We should expect to see 8cx Gen 3 hardware come to market early next year. However, the big story is yet to come.
In March 2021, Qualcomm acquired Nuvia, a server CPU startup working on its first core design. Nuvia’s lead engineers herald from the silicon design teams at Apple and Google, with the lead architect having been the lead architect at Apple during its M1 development phase. Qualcomm acquired Nuvia with the goal of creating hardware to not only compete, but demolish, the Windows market of its incumbents.

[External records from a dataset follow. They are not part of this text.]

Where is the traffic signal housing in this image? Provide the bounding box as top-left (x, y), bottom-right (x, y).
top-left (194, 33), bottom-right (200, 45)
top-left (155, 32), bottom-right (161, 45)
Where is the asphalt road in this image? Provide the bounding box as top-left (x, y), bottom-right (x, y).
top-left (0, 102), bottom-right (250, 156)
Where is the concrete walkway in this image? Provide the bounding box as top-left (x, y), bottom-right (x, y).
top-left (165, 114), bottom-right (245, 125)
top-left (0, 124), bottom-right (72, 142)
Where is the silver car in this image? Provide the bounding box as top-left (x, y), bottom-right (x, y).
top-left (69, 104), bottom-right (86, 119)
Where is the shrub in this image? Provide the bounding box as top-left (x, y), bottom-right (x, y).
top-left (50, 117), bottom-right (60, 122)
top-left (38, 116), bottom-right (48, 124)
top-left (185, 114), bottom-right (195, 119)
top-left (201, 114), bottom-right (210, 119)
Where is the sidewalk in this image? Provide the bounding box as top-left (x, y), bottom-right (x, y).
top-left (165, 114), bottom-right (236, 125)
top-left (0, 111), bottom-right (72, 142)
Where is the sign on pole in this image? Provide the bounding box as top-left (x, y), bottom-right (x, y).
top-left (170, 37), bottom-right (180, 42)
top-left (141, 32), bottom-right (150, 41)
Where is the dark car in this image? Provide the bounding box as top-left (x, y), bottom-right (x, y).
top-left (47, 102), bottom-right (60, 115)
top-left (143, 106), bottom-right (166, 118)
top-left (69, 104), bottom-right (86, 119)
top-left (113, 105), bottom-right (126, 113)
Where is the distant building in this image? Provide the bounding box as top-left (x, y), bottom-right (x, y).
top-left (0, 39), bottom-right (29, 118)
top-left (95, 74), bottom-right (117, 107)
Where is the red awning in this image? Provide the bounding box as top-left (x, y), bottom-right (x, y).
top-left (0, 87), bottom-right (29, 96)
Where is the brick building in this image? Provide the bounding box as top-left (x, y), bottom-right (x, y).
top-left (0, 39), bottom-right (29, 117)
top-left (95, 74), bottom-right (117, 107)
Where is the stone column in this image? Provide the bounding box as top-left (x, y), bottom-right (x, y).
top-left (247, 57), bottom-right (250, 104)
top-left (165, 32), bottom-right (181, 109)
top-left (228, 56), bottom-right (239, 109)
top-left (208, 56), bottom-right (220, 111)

At the time of the acquisition, the messaging was that the server core Nuvia was designing would be repurposed for Qualcomm’s ACPC efforts, with silicon due in 2022 for products in 2023. The company reiterated that same timeline at its Analyst event in late November, and at the Tech Summit. When speaking to whether the Nuvia team were creating a single performance core, a series of cores for performance/efficiency, or the key parts of the SoC, I didn’t really get a straight answer. That was perhaps to be expected, given that we’re still almost a year away – I suspect one of the Tech Summit December 2022 highlights next year will be this new Nuvia chip. However it does look like that Nuvia is initially making a single core for the first iteration, relying on regular Cortex designs if the SoC is going to be a heterogeneous design (we expect it will be).

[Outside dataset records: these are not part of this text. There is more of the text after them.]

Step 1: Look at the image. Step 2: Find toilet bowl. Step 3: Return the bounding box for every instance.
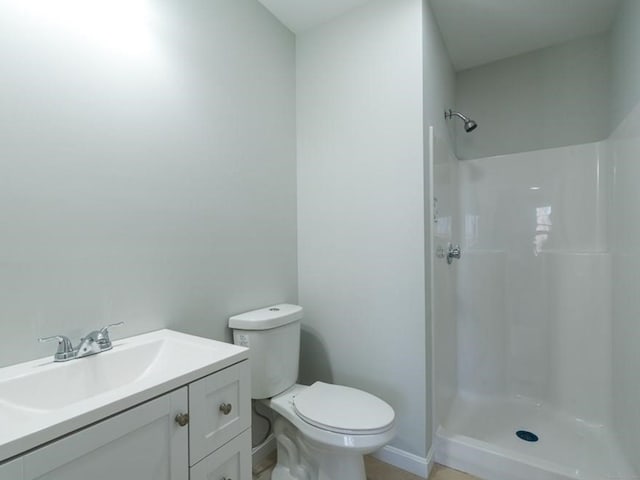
[229,304,395,480]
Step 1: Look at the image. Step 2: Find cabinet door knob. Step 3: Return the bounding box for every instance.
[176,413,189,427]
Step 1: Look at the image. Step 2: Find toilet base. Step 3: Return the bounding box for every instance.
[271,416,366,480]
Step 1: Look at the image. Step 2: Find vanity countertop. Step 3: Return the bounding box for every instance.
[0,330,249,463]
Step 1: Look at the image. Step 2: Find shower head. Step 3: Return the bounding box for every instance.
[444,109,478,132]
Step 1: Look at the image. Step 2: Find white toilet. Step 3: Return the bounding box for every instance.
[229,304,395,480]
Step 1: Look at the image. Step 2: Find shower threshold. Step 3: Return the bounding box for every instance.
[435,395,638,480]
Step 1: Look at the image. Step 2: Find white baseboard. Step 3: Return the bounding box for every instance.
[251,433,276,467]
[372,445,433,478]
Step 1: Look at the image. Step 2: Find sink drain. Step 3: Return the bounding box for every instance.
[516,430,539,443]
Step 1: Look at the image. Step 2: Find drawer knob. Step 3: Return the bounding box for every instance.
[176,413,189,427]
[220,403,232,415]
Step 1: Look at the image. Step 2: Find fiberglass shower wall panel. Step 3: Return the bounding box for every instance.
[458,144,610,401]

Image from @anshelsag on Twitter, Used with permission
With a lot of hype about Nuvia and the credentials of the team behind it (I apologize, I’m probably responsible for an amount of that hype), we are in this sort of limbo state waiting for the fruits of that acquisition to come through. The 8cx Gen 3 will be a good platform showing an uptick in performance and leveraging 64-bit emulation on Windows 11, but the expectation is that Nuvia’s core design will amplify that performance up another step. Exactly where it will fit compared to Intel or Apple is really hard to say at this point, and we’re going to have to wait to next year. Which makes recommending an 8cx Gen 3 platform in 2022 difficult given that on every review, we’ll have to write a caveat of ‘watch out for the Nuvia designs coming 2023’.